2011-Şubat ayında Arapça öğrenimi için geldiğim Suriye’de her şey olağandı. Başkent Şam’ın eski bir Arap mahallesine yerleştim. Yabancı olduğum bu şehrin ne kadar güvenli olduğuyla ilgili bir fikrim olmadığından, dışarı çıktığım bir gecenin sonunda, eve dönerken son derece tedirgindim. Ancak, bindiğim taksinin kadın şoförü ile ettiğim sohbet beni rahatlattı. Bana: “Suriye’yi evin; halkını da ailen bil ve hiç merak etme, burada güvendesin” dedi. Tanıdıkça buranın gerçekten de şaşılacak derecede güvenli ve rahat bir ülke olduğunu gördüm.

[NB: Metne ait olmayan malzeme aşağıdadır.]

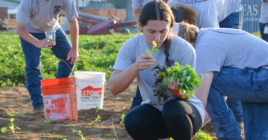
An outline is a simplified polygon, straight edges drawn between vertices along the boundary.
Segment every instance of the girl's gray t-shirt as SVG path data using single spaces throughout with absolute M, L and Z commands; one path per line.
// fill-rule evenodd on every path
M 61 28 L 58 15 L 63 10 L 68 20 L 78 17 L 72 0 L 22 0 L 16 18 L 20 23 L 27 25 L 28 32 L 43 33 Z
M 222 67 L 268 69 L 268 43 L 246 31 L 227 28 L 199 30 L 195 45 L 196 71 L 214 71 Z
M 196 24 L 199 29 L 219 28 L 220 22 L 242 8 L 241 0 L 170 0 L 167 4 L 170 7 L 185 4 L 195 9 L 198 13 Z
M 141 7 L 148 1 L 151 0 L 133 0 L 132 1 L 132 8 L 138 10 L 141 9 Z
M 172 66 L 174 66 L 175 62 L 177 62 L 180 65 L 186 66 L 186 65 L 189 65 L 191 66 L 191 68 L 194 68 L 195 57 L 193 47 L 188 42 L 177 36 L 172 35 L 172 41 L 169 51 L 169 62 L 171 62 Z M 152 49 L 152 47 L 146 43 L 143 34 L 140 34 L 137 36 L 134 36 L 124 43 L 120 48 L 112 70 L 116 69 L 124 71 L 135 62 L 139 56 L 146 54 L 146 50 Z M 150 105 L 162 111 L 163 98 L 162 102 L 158 106 L 156 105 L 157 97 L 154 96 L 153 91 L 154 89 L 153 86 L 155 85 L 157 78 L 153 75 L 156 73 L 156 71 L 158 70 L 155 69 L 153 72 L 150 70 L 151 68 L 153 68 L 157 64 L 167 67 L 166 56 L 164 53 L 164 45 L 162 44 L 158 49 L 158 51 L 154 52 L 152 54 L 154 58 L 156 60 L 156 64 L 151 68 L 140 71 L 137 78 L 143 100 L 141 104 Z M 169 92 L 170 93 L 170 92 Z M 175 98 L 170 94 L 170 97 L 169 100 L 173 99 Z M 193 104 L 198 110 L 202 118 L 202 122 L 203 122 L 205 113 L 201 101 L 194 95 L 191 97 L 191 100 L 187 101 Z

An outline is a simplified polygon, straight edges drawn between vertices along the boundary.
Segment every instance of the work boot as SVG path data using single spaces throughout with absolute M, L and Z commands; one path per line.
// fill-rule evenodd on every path
M 241 130 L 241 134 L 244 134 L 244 124 L 243 123 L 238 123 L 239 125 L 239 129 Z
M 34 109 L 34 113 L 32 114 L 33 116 L 41 114 L 45 114 L 45 110 L 44 109 L 44 107 L 40 106 Z

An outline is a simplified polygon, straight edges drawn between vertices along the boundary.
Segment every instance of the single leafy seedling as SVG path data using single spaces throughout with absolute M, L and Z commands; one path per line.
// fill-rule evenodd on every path
M 122 127 L 124 126 L 125 125 L 123 124 L 123 122 L 124 121 L 124 118 L 125 117 L 125 114 L 122 114 L 122 116 L 121 117 L 121 118 L 122 119 L 122 121 L 120 122 L 120 126 Z
M 99 115 L 98 115 L 98 116 L 99 116 Z M 81 137 L 82 137 L 82 139 L 82 139 L 82 140 L 85 140 L 85 138 L 84 138 L 83 136 L 83 133 L 82 133 L 82 131 L 81 131 L 81 130 L 79 130 L 78 131 L 77 131 L 75 130 L 73 130 L 73 133 L 75 132 L 77 132 L 77 133 L 78 133 L 78 135 L 81 136 Z
M 57 137 L 58 138 L 60 139 L 63 139 L 63 140 L 66 140 L 67 139 L 66 138 L 63 138 L 62 137 L 61 135 L 60 134 L 59 134 L 57 135 L 55 135 L 54 134 L 54 136 L 53 136 L 53 137 Z
M 99 116 L 99 115 L 98 115 L 98 117 L 97 117 L 97 118 L 96 118 L 96 119 L 95 119 L 94 121 L 92 121 L 90 123 L 92 125 L 93 124 L 93 123 L 94 123 L 94 122 L 98 122 L 98 121 L 100 121 L 100 120 L 99 119 L 100 119 L 100 117 Z
M 156 52 L 158 51 L 158 50 L 155 48 L 157 45 L 157 44 L 156 44 L 156 43 L 155 43 L 155 42 L 154 41 L 153 41 L 153 47 L 152 49 L 152 50 L 150 51 L 149 50 L 147 50 L 146 51 L 146 53 L 151 56 L 153 52 Z
M 97 112 L 98 112 L 98 111 L 99 111 L 99 106 L 96 106 L 96 109 L 97 110 L 96 110 L 96 112 L 95 112 L 95 114 L 94 114 L 94 115 L 95 115 L 95 114 L 96 114 L 96 113 Z
M 14 132 L 14 130 L 15 130 L 15 129 L 17 129 L 18 130 L 21 130 L 21 128 L 17 127 L 16 128 L 15 128 L 15 127 L 14 127 L 14 125 L 13 125 L 13 123 L 12 123 L 12 122 L 14 121 L 14 119 L 13 118 L 11 118 L 9 119 L 9 121 L 11 123 L 12 125 L 8 125 L 6 127 L 3 127 L 2 128 L 2 132 L 3 133 L 5 133 L 6 132 L 6 131 L 7 131 L 7 127 L 8 127 L 9 128 L 10 128 L 10 129 L 12 130 L 12 131 L 13 132 L 13 134 L 14 134 L 14 136 L 16 136 L 16 135 L 15 135 L 15 133 Z
M 212 140 L 212 138 L 209 135 L 206 134 L 199 129 L 193 139 L 193 140 Z
M 50 122 L 53 122 L 53 121 L 55 121 L 54 120 L 51 120 L 51 117 L 49 117 L 49 119 L 47 119 L 47 121 L 46 121 L 46 120 L 45 120 L 45 123 L 50 123 Z
M 6 115 L 6 116 L 5 116 L 5 117 L 8 115 L 10 116 L 11 117 L 15 116 L 20 116 L 22 117 L 25 117 L 25 118 L 26 118 L 26 117 L 23 113 L 18 113 L 16 114 L 16 111 L 13 111 L 11 112 L 8 112 L 7 114 Z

Şaşılacak bir başka olay da Türklere gösterdikleri ilgi ve sevginin oranıydı. Türkçe dersleri alanlar, Türkçe müzik dinleyenler, ailesinin geçmişinde Türk bir fert olduğu için övünenler… Hatta alışveriş sırasında Türkiyeli olduğumu öğrendiklerinde “bizden olsun” deyip parayı zor kabul edenler… ABD, İsrail ve Avrupa’nın düşman gördüğü, yıllarca ambargo uyguladığı, yalnız bıraktığı bu ülkenin halkı, komşu ülke Türkiye ile dost olmanın mutluluğunu yaşıyordu. Tarihi bir çarşının girişine, sebep göstermeden, Türkçe ile yazdıkları “Teşekkür Türkiye!” afişi her şeyi anlatıyordu.

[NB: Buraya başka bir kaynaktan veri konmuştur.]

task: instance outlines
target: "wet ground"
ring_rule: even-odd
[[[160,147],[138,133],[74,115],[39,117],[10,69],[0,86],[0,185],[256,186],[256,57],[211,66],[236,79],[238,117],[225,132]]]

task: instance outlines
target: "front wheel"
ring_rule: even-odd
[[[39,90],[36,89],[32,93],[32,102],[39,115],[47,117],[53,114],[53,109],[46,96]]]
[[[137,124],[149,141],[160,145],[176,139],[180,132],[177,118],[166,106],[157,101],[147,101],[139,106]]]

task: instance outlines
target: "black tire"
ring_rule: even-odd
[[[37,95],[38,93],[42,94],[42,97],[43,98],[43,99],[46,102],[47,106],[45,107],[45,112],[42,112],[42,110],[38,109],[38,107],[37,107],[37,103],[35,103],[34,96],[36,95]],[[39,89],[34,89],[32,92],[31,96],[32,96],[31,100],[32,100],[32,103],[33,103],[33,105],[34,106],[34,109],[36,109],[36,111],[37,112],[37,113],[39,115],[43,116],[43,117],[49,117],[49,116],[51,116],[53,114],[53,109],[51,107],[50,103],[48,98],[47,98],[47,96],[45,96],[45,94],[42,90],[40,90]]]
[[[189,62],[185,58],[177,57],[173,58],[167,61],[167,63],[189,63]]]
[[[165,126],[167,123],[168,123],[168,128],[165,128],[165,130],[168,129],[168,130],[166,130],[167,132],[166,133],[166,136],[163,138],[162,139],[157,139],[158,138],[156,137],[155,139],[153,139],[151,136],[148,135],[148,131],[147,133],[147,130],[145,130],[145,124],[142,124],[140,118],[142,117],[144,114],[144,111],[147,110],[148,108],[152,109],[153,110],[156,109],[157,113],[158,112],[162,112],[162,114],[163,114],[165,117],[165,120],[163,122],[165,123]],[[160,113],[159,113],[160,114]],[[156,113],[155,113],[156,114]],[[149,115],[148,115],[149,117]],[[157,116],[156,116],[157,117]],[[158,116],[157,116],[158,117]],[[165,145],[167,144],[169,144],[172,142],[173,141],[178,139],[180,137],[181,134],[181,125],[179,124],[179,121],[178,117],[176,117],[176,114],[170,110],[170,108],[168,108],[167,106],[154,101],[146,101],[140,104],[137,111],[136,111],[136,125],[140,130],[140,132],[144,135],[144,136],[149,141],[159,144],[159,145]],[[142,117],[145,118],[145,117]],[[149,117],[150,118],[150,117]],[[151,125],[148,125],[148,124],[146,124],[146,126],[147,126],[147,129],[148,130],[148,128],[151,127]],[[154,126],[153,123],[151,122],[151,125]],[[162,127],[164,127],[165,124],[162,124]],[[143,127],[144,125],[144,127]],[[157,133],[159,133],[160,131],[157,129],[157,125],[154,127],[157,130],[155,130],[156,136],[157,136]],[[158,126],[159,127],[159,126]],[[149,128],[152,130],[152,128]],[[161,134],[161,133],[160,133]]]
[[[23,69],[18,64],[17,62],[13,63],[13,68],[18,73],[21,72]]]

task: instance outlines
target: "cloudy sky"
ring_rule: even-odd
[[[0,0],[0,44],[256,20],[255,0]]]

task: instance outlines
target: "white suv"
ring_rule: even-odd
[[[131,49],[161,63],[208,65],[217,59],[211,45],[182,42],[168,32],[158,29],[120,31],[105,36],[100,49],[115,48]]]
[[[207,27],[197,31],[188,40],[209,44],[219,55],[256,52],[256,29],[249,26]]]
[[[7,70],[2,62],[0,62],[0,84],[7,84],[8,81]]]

Aradan yaklaşık iki ay geçti ve “Arap Baharı” Suriye’ye sıçradı. Yönetim, eylemcilere son derece iyi niyetle yaklaştı. Diğer ülkelerdeki gibi kan dökülsün istemiyordu. Güvenlik güçlerine silah kullanma yasağı getirdi. Ancak eylemciler silahlıydı. Ve yaşanan ilk olaylarda Lazkiye’de ölen on kişinin biri eylemci, dokuzu ise polisti. Ölenlerin sayısı artarken başta El Cezire ve El Arabiya olmak üzere satılmış medyanın yalan haberleri de başladı. El Cezire kanalından istifa eden bir grup çalışan, basın açıklaması düzenleyip “Suriye ile ilgili yapılan yalan haberler”i istifa nedeni olarak gösterdi.
Esad, yaptığı açıklamada bu olaylarda hayatını kaybeden, hem emniyet mensupları hem de eylemcileri sahiplenip “şehit” kabul ettiğini söylüyor ve ıslahat sözü veriyordu. Ancak demokrasi istemiyle çıkanlar, bazı bölgelerde emirlik kurduklarını ilan edip birkaç askeri idam ediyor! Evet, bunu “demokrasi isteyenler” yapıyor.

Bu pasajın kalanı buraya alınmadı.